Consumer interest in reverse mortgages is growing, which is good news for the lenders underwriting the loans and for the brokers originating them but not for the seniors targeted or for the credit unions getting aggressively recruited to help market the product.
What's so bad about these mortgages? Here's a hint: The folks promoting them are the same finance professionals who helped create the subprime mortgage mess, and they're using the same business model: large commissions for originators, outsized fees for lenders, and high costs and outsized risks for borrowers. We've seen how this approach worked out for subprime loans, and there is no reason to expect a different outcome for reverse mortgages.
Reverse mortgages aren't new. They were introduced more than 25 years ago as a vehicle that would allow house-rich-cash-poor seniors tap the equity in their homes to provide the funds needed to age in place. But that original concept, which viewed reverse loans as a last resort for a relatively small pool of seniors, bears little resemblance to the loans that are being marketed today as a lifestyle option, appropriate not just for some seniors but for all, and intended not to cover essentials, but to finance luxuries seniors can't otherwise afford, or (even worse) to provide funding for investments that seniors shouldn't be financing with home equity and probably shouldn't be making at all.
A Good Deal?
As the name suggests, reverse mortgages work in reverse: instead of making payments on the loan borrowers receive payments from it. Interest accumulates and compounds over the loan term, and the loan is repaid when the home is sold. Marketing materials emphasize three features that make the loans particularly appealing to seniors:
The loan pays you.
The buyer of your home or your heirs will repay the loan; you won't have to.
You can live in the house forever. The lender can never foreclose.
What these marketing materials don't emphasize, and what many seniors don't understand, is that once the available equity has been tapped, the loan payments will cease. That lifetime occupancy promise won't mean much to an owner who no longer has the resources to cover basic living costs or the unanticipated expenses seniors incur as they age.
The no foreclosure guarantee isn't entirely accurate either, because failure to pay the homeowners insurance or property tax bills violate the mortgage note, providing grounds for the foreclosure that borrowers are assured will never occur. These are just some of the problems with reverse mortgages, taken from a long list that includes:
The loans are expensive–much more costly than lines of credit or home equity loans, which are viable and preferable options for many of the borrowers who obtain reverse mortgages.
The loans are complicated, which makes it easy to sell them to vulnerable elders.
Reverse mortgage borrowers need, but don't often receive, the comprehensive in-person counseling and long-term resource planning assistance the loans require.
Reverse mortgages deplete equity.

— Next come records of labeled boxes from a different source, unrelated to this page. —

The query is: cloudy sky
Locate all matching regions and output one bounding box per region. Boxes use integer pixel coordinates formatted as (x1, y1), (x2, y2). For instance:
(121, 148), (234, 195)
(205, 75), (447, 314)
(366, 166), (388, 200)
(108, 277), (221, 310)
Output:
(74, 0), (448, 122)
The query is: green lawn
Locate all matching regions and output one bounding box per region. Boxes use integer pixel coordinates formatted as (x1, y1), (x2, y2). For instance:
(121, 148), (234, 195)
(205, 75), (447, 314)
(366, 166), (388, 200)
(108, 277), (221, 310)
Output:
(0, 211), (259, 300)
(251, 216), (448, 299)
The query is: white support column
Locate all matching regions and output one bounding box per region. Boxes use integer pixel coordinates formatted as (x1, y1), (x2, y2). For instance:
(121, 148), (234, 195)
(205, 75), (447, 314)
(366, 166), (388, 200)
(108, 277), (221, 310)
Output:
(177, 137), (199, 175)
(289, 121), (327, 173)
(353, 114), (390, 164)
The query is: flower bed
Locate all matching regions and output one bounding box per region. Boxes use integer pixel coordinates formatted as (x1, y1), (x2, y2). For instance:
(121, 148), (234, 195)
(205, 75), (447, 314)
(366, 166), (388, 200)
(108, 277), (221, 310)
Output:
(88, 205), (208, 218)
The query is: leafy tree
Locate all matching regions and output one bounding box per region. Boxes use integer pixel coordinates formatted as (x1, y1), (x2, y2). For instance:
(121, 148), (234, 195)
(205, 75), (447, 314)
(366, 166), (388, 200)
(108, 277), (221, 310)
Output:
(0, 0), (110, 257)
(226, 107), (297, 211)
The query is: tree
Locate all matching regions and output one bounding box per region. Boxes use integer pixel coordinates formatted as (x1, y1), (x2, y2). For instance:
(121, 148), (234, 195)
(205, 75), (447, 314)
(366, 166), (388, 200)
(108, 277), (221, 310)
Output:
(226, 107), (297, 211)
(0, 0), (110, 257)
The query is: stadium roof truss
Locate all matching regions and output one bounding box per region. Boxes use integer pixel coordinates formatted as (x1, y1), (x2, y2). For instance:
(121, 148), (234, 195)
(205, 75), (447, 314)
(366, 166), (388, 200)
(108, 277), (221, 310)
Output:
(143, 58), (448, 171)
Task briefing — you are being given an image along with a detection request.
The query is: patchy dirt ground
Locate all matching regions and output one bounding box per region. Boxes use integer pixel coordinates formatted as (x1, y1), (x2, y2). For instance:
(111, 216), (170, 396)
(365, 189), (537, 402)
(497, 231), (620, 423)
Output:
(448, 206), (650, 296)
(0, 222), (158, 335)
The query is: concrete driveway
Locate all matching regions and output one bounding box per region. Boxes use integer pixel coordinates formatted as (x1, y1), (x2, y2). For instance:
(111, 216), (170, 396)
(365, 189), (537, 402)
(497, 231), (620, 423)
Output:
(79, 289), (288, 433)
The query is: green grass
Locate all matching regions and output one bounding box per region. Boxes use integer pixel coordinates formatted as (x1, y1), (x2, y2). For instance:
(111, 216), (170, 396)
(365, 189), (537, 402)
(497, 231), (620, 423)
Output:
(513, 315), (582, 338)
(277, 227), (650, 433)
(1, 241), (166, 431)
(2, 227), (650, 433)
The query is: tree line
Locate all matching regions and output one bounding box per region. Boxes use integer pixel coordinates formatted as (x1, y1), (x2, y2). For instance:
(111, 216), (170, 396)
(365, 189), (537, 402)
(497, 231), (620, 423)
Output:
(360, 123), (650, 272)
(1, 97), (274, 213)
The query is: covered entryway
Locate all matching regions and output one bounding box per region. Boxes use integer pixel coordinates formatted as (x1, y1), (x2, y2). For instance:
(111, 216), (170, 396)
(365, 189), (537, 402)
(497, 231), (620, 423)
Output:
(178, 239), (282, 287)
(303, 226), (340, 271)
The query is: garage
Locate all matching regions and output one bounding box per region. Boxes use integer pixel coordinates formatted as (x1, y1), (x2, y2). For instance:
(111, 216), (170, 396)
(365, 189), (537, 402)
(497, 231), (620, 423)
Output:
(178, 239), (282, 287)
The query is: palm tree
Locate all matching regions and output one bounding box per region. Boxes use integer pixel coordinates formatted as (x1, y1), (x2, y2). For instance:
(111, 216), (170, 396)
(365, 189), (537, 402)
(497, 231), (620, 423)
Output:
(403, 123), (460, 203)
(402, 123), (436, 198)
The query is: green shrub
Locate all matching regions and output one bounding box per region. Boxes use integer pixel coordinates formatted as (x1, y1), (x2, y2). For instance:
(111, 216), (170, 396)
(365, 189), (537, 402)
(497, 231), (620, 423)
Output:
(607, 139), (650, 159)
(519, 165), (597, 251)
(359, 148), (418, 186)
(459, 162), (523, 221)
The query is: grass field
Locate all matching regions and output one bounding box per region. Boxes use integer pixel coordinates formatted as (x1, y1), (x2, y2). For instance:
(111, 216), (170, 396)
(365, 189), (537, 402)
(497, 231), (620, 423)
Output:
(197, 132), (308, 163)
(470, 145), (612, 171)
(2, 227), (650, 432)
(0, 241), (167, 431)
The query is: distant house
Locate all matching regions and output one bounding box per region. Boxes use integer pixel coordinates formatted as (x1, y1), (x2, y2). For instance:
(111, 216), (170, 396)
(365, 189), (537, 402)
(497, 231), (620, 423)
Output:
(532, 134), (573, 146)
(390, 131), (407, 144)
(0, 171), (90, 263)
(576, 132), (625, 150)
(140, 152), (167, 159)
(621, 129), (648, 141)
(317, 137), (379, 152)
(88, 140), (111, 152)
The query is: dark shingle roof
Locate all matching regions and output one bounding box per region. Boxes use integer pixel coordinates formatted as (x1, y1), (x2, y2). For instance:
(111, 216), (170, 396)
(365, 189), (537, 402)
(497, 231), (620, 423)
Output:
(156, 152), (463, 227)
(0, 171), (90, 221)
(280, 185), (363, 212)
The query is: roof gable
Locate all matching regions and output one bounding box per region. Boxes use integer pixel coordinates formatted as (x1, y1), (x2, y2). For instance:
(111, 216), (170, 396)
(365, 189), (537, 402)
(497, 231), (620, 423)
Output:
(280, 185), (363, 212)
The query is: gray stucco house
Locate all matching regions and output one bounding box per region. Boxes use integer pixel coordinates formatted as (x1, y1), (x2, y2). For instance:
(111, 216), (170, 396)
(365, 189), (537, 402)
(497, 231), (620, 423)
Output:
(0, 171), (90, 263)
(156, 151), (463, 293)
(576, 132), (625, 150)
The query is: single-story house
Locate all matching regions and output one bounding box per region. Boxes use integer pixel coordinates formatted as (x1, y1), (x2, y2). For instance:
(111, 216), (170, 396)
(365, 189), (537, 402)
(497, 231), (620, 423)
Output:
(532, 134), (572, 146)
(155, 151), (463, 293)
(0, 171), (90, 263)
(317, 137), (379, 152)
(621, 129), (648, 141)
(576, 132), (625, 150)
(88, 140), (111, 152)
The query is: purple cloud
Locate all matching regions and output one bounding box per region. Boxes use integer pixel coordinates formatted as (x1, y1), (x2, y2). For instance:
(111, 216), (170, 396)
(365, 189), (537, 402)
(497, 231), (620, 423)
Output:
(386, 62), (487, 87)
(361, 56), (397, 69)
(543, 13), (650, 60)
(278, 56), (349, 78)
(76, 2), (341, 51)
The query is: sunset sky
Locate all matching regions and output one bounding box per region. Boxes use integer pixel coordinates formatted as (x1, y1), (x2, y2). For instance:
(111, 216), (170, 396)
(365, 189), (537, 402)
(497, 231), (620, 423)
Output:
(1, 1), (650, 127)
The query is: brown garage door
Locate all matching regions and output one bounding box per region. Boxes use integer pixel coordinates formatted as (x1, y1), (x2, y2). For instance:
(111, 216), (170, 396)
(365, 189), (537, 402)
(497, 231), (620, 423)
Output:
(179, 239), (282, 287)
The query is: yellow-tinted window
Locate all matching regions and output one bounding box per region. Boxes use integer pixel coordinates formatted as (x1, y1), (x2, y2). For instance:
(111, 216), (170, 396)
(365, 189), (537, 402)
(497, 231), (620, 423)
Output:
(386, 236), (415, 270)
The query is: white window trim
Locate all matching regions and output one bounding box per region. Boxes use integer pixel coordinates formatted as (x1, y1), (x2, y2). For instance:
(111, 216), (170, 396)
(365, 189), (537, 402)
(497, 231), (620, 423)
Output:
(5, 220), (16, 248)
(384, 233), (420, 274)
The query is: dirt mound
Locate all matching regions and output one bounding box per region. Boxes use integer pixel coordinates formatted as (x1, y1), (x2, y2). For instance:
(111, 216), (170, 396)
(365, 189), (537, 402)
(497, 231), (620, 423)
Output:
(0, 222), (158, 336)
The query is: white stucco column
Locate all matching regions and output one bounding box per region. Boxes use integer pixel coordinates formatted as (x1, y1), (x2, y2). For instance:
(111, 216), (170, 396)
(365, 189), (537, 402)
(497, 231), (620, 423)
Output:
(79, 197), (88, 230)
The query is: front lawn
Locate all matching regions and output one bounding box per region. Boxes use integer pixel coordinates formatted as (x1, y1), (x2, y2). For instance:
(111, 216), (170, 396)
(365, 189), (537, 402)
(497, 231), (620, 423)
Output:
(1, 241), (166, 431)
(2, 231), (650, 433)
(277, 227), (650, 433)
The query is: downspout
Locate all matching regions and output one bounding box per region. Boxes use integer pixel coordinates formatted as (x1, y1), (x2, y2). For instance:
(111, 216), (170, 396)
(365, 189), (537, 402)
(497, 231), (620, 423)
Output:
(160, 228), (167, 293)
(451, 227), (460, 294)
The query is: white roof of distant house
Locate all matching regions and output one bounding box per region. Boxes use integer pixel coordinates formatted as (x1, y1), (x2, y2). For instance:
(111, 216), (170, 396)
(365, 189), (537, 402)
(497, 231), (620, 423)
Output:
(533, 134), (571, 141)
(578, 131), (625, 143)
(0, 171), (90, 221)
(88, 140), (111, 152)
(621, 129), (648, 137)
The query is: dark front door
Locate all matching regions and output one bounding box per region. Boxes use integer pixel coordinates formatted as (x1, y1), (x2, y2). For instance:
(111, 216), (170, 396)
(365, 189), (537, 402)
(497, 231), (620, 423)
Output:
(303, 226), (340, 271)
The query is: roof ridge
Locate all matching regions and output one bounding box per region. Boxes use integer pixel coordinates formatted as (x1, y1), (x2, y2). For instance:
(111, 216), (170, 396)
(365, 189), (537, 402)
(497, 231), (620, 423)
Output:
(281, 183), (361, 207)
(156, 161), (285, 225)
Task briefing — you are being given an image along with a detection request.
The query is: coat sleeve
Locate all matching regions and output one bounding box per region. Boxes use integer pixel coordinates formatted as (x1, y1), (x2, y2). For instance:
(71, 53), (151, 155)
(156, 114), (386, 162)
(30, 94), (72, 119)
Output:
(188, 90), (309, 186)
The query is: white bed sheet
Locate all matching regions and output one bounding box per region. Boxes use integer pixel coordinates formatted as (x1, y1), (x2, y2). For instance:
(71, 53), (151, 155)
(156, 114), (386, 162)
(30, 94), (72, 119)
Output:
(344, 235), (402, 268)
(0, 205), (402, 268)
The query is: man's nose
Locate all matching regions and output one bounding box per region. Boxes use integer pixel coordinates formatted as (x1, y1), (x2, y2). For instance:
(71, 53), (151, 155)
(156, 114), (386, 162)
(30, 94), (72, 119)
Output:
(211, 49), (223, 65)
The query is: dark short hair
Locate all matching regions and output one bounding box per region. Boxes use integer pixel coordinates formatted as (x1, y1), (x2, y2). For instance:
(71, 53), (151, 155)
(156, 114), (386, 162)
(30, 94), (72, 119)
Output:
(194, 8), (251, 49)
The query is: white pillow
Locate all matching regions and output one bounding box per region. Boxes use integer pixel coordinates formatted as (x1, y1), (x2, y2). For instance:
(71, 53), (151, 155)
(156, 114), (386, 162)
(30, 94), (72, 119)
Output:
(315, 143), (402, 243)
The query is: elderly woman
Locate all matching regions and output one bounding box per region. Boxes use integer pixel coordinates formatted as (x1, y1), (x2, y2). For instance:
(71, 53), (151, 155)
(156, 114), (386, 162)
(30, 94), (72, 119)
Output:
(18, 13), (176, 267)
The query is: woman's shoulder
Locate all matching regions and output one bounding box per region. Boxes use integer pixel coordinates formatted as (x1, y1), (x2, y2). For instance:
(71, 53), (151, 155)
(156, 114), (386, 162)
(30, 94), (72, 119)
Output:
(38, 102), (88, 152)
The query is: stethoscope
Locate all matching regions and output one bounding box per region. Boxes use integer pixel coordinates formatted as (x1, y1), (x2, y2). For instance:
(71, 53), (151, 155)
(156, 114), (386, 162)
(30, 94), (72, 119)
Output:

That's what they are designed to do, but this essential point is often downplayed or ignored. As a result, seniors do not always ask and answer this crucial question: Where will you go if you can no longer live independently, and what financial resources will you have available to finance those living costs if you no longer have equity in your home?
They Want You!
It is easy to understand why the brokers and underwriters who were pushing subprime mortgages a few months ago are pushing reverse mortgages today, but why are they trying to enlist credit unions in their sales campaigns?
One of the former subprime lending giants answered that question in a recent reverse mortgage pitch to credit unions, explaining with rare and probably unintended candor: “As seniors, family members, and advisers become more familiar [with and accepting of] reverse mortgages, they will seek out companies whom they can trust. By partnering with us, you can further expand your role as a valued and trusted resource.”
Translation: We want to offer reverse mortgages through credit unions because your members trust you more than they trust us. The lenders and brokers promoting the loans are trying to wrap themselves in the cloak of credit union credibility because they know borrowers are less likely to question these highly questionable loans if they come from credit unions the borrowers trust.
But trust, as you know, is a precious commodity–hard to build but frighteningly easy to lose. The brokers and lenders who want to be your reverse mortgage partners are asking you to put your credit union's hard-won credibility on the line in exchange for the opportunity to earn a point or two–$3,000 to $6,000 on the average $300,000 loan. Does that sound like a good deal or a fair exchange to you? Does it sound like a risk you should be willing to take?
Credit unions pride themselves on putting members before money, but it's hard to apply that claim to reverse mortgages. The promotions inviting credit unions to climb aboard the reverse mortgage train don't talk about the benefits for borrowers; they talk about the opportunity for credit unions “to create a new profit center.” They announce that “yield spread premiums are now paid” on FHA-insured reverse mortgages. And they promise expense-paid vacations to credit unions for simply referring qualified reverse mortgage borrowers, which sounds an awful lot like a RESPA violation to me. But regulatory concerns aside, any loan promoted based on the commissions it generates for originators is the last product a credit union ought to be offering its members. That's why credit unions said no to subprime mortgages, and you should say no to reverse mortgages for the same reason–because they aren't good for your members.
Make no mistake: The primary force behind the growth of reverse mortgages is the same force responsible for the subprime boom and bust. You've seen how the daisy chain of brokers, lenders, Wall Street money managers and investors created one crisis. Don't let them use credit unions to create another one.